Lesson for humans! Vampire bats resort to ‘social distancing’ when sick

The term ‘social distancing’ may be relatively new to us humans, but it is actually a standard practice for some animals, including the vampire bat, when they are sick.
As per a study published in Behavioral Ecology recently, wild vampire bats distance themselves naturally from other bats when they are sick.
There are previous findings that reveal that animals resort to social distancing in such situations, however, researchers in the study planned to conduct a field experiment to confirm the same.
“In certain social insects, sick ones might self-isolate voluntarily or be excluded by their colony mates,” CNN quoted researchers as saying. “This sickness-induced social distancing does not require cooperation from others and is probably common across species.”

What was the experiment?

As many as 31 wild adult female vampire bats were captured by a team of researchers inside a hollow tree in Belize. Half of these bats were then injected with an immune-challenging substance to simulate sickness, while the other half received a placebo.
Sensors were then glued to the “sick” bats to track their movements before being released back into the tree to be observed.

What were the results?

The sick bats, throughout the six-hour period when they were observed, spent less time socially connected to the healthy bats — which is exactly what we humans are being urged to do by health experts amid the ongoing pandemic.
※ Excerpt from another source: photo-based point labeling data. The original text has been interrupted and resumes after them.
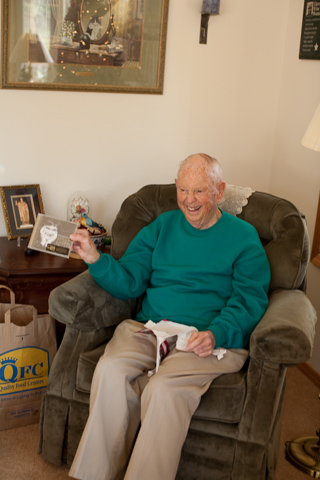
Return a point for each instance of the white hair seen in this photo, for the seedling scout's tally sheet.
(213, 167)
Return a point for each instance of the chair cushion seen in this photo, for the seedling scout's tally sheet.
(223, 401)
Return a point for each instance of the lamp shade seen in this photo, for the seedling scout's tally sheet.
(311, 138)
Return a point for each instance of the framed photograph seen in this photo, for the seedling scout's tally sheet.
(21, 204)
(310, 31)
(315, 251)
(51, 235)
(84, 45)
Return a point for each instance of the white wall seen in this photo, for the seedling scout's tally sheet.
(295, 169)
(226, 98)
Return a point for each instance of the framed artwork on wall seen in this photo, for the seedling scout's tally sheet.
(84, 45)
(21, 205)
(315, 251)
(310, 31)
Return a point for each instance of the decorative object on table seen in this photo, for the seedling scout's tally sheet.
(96, 231)
(209, 7)
(27, 348)
(78, 204)
(21, 204)
(51, 235)
(140, 26)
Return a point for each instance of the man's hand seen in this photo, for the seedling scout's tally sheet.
(202, 343)
(84, 246)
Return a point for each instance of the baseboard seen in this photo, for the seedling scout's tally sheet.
(310, 373)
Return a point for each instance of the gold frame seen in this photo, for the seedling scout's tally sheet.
(29, 62)
(315, 251)
(10, 198)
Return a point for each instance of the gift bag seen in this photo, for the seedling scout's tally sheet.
(27, 348)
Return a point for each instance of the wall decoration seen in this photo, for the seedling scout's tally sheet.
(21, 205)
(84, 45)
(310, 33)
(315, 251)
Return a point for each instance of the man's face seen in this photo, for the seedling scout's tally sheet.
(196, 195)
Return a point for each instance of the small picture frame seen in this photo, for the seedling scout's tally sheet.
(315, 251)
(21, 205)
(51, 235)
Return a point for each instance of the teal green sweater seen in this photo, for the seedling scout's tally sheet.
(214, 279)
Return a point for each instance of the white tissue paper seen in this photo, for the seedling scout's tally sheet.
(166, 329)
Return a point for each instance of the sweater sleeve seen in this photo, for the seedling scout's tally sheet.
(129, 276)
(249, 299)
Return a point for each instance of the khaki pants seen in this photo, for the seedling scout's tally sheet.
(122, 395)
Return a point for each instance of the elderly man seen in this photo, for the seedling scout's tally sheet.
(196, 266)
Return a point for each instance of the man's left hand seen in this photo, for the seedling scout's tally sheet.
(202, 343)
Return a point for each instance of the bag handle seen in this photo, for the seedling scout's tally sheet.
(12, 295)
(8, 323)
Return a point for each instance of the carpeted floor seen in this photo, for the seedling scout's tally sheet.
(18, 447)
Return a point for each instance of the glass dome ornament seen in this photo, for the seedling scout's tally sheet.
(78, 205)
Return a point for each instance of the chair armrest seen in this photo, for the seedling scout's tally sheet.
(286, 332)
(82, 304)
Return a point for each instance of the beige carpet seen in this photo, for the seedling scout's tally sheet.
(18, 447)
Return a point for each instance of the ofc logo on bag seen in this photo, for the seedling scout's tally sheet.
(23, 369)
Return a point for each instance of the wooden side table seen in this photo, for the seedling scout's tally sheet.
(32, 277)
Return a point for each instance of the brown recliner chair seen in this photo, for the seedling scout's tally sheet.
(234, 433)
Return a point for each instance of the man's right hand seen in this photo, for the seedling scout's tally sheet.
(84, 246)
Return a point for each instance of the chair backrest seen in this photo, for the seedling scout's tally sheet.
(280, 225)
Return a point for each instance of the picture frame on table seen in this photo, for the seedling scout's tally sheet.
(315, 251)
(84, 45)
(21, 205)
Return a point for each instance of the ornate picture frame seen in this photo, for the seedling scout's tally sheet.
(84, 45)
(315, 251)
(21, 205)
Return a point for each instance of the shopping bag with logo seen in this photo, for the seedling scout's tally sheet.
(27, 348)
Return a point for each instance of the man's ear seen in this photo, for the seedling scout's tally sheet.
(221, 189)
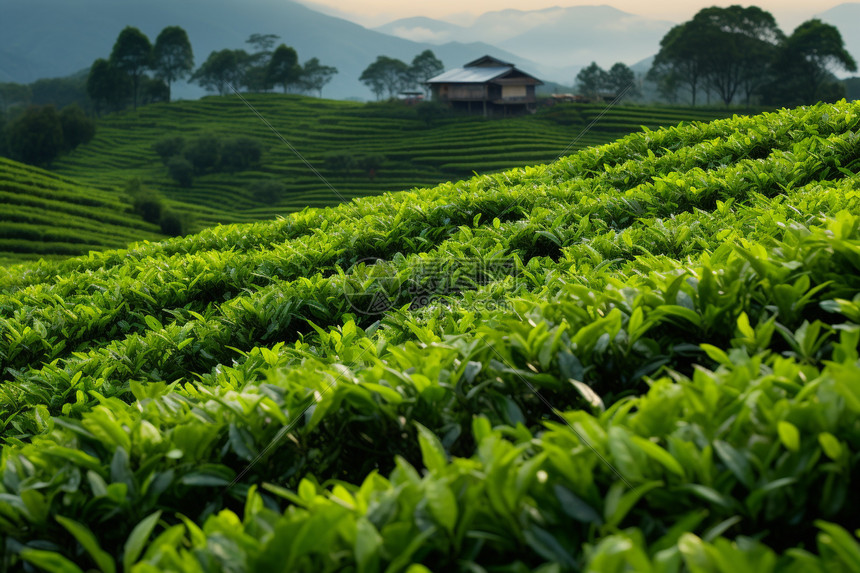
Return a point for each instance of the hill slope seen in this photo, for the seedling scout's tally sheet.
(415, 154)
(640, 357)
(42, 214)
(35, 36)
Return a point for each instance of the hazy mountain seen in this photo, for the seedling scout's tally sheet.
(846, 17)
(421, 29)
(560, 40)
(52, 38)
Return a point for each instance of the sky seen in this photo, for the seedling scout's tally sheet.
(789, 13)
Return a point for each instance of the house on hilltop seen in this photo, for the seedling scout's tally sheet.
(486, 85)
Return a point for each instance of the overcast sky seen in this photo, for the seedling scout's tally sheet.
(789, 13)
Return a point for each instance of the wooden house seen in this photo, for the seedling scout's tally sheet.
(486, 85)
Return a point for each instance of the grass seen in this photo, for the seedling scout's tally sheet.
(641, 357)
(416, 155)
(47, 215)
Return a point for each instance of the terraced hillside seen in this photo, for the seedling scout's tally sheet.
(642, 357)
(46, 215)
(416, 155)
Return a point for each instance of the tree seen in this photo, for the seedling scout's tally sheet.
(37, 136)
(256, 72)
(60, 92)
(621, 80)
(680, 55)
(154, 90)
(807, 61)
(743, 43)
(590, 81)
(387, 74)
(132, 54)
(221, 71)
(107, 87)
(13, 94)
(314, 76)
(172, 56)
(284, 67)
(77, 127)
(424, 66)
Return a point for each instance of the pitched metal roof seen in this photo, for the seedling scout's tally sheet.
(475, 75)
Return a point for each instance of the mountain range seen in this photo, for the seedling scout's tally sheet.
(560, 40)
(52, 38)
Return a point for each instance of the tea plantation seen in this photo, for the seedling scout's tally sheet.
(45, 215)
(413, 152)
(641, 357)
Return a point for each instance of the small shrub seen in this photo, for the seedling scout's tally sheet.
(181, 170)
(267, 190)
(173, 223)
(169, 147)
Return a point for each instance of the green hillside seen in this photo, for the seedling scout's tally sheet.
(642, 357)
(416, 154)
(45, 215)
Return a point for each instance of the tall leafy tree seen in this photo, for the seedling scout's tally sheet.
(808, 60)
(172, 56)
(387, 74)
(680, 55)
(424, 66)
(132, 54)
(107, 87)
(284, 67)
(591, 80)
(315, 76)
(621, 79)
(13, 94)
(37, 136)
(77, 127)
(257, 72)
(222, 70)
(743, 44)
The results showed that compared to the healthy bats, the sick bats had an average of four fewer associations. They spent 25 fewer minutes socializing.
While the healthy bats showed a 49% likelihood of associating with others, the sick bats had a 35% chance of spending time in the vicinity of other bats.
“The sensors gave us an amazing new window into how the social behavior of these bats changed from hour to hour and minute to minute … even while they are hidden in the darkness of a hollow tree,” said the study’s lead author, Simon Ripperger, in a statement. “We’ve gone from collecting data every day to every few seconds.”

Humans have a lot to learn from the environment to lead a healthy life, indeed!